Tuesday, September 19, 2017

The Vanishing American Adult by Ben Sasse

   I don’t need this book to know that the US adult has stagnated. Every day I see 20-something men and women who refuse to work, or simply don’t know how. Then I see grown men at the airport doing coloring books with adult themes. Next come the college students getting special refuge rooms and counseling, all because Donald Trump is now the president. Keep in mind that combat veterans with PTSD can’t get free psychotherapy, but a 19-year-old, with no financial obligation is given a shoulder to cry on. Speakers are barred from college campuses because they’ll traumatize the students with conservative rhetoric. Last of all, in my neighborhood, I see 40-year-old men and women with their kids, and I can’t distinguish the parents from their children.

    Senator Ben Sasse, graduate of Harvard, Oxford, and Yale, PhD in History, gives many examples of the softening of the adult American. It all starts in childhood, he says, with the “Baby Einstein” syndrome. More school, less outdoor activity, less manual training, and fewer part-time jobs. Look at The Economist July 6, 2017 article on the disappearing summer job; it uses Ronald Reagan as an example of how a teenager’s job used to mold the mind. It also discusses how rising minimum wage has made it harder to hire teens.

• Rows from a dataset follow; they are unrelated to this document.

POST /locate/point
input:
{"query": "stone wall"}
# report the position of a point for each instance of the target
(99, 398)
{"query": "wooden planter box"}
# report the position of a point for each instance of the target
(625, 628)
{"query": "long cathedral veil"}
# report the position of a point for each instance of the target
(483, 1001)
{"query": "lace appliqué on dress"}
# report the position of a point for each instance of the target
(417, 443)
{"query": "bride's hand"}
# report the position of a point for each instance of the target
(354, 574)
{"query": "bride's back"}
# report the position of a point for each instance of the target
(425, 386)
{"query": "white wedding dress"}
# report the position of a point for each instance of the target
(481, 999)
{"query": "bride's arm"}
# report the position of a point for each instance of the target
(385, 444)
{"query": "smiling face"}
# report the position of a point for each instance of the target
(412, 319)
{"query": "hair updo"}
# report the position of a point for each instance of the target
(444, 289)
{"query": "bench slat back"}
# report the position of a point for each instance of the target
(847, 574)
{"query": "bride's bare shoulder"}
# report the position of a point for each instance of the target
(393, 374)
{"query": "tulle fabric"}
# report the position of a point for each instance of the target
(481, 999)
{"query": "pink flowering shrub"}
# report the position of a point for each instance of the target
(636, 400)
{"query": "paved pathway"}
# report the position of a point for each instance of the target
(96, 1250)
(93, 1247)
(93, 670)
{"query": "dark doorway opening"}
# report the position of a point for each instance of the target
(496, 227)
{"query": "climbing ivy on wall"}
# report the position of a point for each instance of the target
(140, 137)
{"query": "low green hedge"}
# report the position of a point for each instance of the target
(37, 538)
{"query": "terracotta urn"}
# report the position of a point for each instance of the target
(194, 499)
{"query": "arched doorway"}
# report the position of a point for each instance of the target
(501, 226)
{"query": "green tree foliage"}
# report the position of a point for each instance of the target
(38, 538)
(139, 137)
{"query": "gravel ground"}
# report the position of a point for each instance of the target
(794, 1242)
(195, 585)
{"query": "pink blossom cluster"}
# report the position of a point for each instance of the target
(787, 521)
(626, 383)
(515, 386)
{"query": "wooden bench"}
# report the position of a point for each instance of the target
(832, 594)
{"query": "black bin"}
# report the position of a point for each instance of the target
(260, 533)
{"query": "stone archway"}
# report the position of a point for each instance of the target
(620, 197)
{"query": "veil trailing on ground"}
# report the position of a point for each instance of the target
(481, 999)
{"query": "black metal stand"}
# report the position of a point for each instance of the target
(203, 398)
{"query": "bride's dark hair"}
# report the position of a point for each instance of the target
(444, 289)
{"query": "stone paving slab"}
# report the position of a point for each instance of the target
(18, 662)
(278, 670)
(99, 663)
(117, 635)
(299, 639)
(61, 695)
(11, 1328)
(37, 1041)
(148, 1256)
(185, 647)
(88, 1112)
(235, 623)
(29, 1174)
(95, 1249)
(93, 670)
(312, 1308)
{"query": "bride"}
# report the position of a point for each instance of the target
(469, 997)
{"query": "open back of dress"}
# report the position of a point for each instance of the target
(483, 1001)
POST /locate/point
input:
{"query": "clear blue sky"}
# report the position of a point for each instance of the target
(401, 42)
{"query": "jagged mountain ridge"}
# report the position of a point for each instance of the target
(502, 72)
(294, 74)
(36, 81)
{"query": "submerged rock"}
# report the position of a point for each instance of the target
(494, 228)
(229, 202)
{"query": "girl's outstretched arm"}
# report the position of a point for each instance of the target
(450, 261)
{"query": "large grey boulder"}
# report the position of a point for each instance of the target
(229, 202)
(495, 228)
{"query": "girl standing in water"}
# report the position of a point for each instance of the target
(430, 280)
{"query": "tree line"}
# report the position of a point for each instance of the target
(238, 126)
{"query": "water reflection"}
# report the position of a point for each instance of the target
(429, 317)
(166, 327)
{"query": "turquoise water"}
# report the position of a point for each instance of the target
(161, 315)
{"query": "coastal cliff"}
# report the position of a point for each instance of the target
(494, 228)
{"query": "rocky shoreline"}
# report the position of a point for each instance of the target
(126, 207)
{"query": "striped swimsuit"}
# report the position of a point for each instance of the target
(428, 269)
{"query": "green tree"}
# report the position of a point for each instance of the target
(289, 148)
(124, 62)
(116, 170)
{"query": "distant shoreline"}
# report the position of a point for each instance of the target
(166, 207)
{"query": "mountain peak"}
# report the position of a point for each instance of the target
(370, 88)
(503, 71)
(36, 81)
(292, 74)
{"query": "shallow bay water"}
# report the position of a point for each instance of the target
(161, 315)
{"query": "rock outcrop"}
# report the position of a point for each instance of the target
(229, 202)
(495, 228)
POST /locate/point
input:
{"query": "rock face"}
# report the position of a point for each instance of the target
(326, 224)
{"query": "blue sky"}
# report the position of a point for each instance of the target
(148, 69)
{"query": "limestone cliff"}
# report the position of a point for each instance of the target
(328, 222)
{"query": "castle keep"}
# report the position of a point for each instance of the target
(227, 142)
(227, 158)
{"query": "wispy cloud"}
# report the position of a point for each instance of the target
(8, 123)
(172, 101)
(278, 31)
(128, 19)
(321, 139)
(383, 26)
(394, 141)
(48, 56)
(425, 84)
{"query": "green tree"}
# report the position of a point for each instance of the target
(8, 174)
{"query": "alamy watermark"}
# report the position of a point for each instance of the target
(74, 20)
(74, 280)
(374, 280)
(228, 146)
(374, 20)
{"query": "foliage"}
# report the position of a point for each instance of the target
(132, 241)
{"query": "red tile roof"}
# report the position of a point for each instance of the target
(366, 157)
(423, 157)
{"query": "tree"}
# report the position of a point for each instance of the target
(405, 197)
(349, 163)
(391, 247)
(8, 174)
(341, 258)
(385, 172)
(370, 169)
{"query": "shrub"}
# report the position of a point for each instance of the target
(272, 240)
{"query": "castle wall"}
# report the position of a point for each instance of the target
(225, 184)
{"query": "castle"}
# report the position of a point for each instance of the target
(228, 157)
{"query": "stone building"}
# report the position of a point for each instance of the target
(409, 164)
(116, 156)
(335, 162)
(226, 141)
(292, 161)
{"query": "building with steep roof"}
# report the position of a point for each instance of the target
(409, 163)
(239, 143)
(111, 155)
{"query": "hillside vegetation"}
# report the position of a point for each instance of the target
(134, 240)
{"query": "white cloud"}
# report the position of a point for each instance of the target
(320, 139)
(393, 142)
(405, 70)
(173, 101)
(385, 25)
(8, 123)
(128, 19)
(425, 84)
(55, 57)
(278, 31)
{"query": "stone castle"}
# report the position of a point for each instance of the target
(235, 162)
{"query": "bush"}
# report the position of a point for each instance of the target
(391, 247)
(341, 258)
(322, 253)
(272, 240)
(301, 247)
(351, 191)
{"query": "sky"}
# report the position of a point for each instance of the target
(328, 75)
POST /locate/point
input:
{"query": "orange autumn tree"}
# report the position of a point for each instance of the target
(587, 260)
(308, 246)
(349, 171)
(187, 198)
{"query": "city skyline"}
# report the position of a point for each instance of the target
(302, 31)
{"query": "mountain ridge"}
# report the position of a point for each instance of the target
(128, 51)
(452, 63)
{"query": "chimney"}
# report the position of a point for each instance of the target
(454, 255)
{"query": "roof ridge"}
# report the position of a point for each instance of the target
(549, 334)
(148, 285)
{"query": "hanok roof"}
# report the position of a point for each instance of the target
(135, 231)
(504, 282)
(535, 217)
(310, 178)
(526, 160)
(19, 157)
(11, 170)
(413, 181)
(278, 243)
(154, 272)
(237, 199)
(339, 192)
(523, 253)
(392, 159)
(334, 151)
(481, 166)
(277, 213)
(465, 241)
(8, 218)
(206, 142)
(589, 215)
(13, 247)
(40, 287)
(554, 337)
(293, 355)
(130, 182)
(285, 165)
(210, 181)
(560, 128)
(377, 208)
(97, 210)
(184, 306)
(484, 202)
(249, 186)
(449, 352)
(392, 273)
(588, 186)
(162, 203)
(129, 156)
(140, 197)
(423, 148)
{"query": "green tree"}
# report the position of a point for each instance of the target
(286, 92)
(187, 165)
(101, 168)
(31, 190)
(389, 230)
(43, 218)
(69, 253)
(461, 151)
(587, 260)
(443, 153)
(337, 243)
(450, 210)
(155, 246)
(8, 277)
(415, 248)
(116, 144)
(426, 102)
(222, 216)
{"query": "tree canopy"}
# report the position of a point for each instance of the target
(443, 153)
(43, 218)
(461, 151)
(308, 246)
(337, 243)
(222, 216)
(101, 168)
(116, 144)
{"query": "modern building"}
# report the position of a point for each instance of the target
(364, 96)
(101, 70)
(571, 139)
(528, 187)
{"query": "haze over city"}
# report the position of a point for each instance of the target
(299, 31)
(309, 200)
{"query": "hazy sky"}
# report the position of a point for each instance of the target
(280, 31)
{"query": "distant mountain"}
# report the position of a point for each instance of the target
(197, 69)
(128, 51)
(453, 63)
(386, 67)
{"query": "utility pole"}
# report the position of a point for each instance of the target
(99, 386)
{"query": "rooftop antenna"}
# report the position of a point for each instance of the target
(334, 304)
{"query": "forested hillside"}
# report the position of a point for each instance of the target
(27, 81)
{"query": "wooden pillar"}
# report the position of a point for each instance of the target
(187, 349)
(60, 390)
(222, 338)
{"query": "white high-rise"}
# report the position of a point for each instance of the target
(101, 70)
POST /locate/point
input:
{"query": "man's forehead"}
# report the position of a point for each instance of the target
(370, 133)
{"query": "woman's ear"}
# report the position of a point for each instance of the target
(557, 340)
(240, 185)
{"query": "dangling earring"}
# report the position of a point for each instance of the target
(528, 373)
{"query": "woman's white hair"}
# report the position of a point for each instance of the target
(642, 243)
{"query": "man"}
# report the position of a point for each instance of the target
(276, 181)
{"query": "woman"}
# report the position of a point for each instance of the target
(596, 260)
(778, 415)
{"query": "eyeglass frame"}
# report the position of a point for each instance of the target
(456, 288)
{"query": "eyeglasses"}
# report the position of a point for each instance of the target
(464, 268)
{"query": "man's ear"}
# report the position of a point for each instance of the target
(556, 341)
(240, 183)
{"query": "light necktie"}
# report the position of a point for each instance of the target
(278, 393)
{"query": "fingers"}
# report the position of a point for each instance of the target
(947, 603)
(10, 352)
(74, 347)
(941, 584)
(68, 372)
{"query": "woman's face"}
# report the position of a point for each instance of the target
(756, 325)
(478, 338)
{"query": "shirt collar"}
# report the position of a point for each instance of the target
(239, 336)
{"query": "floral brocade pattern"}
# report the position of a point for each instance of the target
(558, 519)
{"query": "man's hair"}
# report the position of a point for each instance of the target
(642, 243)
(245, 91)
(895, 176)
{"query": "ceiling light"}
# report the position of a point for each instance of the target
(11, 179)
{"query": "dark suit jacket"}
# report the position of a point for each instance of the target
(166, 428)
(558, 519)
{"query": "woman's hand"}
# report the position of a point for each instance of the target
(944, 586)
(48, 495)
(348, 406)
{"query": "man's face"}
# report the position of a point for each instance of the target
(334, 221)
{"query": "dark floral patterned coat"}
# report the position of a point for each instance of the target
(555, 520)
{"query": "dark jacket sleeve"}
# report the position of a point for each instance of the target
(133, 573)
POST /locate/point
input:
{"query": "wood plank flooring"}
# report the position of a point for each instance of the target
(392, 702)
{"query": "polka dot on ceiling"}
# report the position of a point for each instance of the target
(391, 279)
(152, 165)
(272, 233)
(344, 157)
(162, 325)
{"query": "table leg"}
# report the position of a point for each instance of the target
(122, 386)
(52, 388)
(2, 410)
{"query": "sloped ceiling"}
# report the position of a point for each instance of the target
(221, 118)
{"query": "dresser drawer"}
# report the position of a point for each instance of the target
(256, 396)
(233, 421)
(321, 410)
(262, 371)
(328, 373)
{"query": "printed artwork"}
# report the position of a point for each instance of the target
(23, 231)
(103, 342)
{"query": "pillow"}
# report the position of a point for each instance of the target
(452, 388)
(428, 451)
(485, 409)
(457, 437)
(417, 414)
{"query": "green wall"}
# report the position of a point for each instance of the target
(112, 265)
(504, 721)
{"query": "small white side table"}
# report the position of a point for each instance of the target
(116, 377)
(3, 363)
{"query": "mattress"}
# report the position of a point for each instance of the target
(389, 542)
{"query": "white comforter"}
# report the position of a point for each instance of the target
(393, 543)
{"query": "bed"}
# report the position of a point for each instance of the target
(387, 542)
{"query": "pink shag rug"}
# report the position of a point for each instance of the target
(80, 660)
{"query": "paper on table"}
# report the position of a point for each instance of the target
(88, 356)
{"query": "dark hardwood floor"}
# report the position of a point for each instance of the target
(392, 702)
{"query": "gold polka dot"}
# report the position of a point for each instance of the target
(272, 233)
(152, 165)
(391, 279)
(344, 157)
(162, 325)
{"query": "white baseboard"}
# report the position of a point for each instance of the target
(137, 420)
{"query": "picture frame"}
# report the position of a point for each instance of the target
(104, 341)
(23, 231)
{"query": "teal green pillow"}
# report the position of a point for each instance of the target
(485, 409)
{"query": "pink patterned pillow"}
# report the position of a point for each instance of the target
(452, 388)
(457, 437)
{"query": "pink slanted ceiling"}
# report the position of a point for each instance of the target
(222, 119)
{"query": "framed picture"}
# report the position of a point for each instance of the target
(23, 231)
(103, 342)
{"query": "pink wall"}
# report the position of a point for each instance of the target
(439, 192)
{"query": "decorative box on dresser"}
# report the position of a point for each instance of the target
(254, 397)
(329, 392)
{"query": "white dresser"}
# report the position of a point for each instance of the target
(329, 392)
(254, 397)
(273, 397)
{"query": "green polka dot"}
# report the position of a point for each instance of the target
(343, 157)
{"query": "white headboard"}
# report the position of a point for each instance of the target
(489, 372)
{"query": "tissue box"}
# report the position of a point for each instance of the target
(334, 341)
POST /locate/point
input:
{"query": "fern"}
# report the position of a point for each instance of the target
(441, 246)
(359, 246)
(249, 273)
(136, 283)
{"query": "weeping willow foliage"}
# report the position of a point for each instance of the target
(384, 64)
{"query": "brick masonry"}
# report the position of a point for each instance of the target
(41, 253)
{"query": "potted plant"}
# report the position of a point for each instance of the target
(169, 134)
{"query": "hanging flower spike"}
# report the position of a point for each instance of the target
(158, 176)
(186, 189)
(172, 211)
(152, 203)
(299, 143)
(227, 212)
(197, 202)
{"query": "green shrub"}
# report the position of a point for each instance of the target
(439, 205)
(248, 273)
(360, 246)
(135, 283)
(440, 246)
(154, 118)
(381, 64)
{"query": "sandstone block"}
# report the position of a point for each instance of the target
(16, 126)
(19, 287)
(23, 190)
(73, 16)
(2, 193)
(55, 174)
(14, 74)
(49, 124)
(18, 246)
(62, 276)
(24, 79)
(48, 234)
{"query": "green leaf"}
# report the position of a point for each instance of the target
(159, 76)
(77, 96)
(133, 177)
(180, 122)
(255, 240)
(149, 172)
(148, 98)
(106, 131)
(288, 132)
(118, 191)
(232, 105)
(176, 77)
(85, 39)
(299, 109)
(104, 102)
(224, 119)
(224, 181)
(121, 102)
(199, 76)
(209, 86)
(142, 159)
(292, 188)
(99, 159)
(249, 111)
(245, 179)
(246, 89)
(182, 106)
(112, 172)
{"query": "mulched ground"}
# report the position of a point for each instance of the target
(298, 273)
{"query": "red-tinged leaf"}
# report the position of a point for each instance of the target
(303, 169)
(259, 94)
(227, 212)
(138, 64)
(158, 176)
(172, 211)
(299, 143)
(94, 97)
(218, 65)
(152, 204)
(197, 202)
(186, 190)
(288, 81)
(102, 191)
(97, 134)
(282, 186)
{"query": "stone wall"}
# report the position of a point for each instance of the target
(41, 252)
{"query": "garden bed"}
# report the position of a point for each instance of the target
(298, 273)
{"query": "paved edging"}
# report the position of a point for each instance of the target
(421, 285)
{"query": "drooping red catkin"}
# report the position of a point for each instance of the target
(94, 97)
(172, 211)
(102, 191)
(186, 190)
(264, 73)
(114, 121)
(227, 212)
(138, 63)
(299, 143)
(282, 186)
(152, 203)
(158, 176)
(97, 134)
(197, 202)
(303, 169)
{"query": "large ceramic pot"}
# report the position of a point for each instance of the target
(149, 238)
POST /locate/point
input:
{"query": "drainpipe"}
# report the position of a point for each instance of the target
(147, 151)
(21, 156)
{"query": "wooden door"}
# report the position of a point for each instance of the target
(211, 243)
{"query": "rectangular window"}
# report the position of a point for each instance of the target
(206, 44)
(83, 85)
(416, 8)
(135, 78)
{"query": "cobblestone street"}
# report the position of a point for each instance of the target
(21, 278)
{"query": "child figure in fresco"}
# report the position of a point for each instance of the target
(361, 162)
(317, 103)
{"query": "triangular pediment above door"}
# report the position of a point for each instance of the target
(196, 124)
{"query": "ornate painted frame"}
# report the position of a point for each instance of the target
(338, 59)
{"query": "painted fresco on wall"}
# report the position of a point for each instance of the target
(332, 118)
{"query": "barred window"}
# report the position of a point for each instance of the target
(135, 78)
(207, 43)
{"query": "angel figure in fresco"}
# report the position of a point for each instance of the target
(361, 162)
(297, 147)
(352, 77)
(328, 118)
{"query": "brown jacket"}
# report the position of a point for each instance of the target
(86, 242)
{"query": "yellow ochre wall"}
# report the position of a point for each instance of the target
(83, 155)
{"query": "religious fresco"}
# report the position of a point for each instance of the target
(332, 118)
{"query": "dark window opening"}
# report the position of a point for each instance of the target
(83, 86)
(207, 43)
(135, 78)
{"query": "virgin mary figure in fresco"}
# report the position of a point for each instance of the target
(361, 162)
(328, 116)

   Sasses give a funny (and at the same time disturbing) example in Talia Jane, whose meager salary at Yelp headquarters kept her hungry and poor. Kind of unfair, no? After all, Yelp’s corporate officers were raking in the cash, and they knew that rents in the Bay area are sky-high. But just when Ms. Jane was about to become the poster girl for the underpaid, another twenty-something named Stefanie Williams tore the poor serf’s platform to shreds. Out came the photos - lifted from Talia Jane’s own social media page – of Jane’s high-maintenance e partying. Yelp’s salaries are not enough? You bet they’re not, if you’re throwing away money on alcohol, expensive cakes, eating out a lot, and living without roommates!

    Most of Sasse’s book blames the problem on helicopter parenting, safety paranoia, pressure to get into a top college, and parents who won’t teach the kid to get himself up in the morning. He refers to his own childhood, where he was expected to work, and how it taught him life skills. He blames helicopter parenting for the lack of financial savvy in today’s young men and women, and I’m inclined to agree. He advises giving the kids more responsibility, giving them tasks that let them prove their worth, and advises against grouping them by age.


    This book should be read with other tomes on this topic. Glow Kids, by Nicholas Kardaras, tells you how too much screen time damaging the children. Rebooting the American Dream is another excellent book on this topic.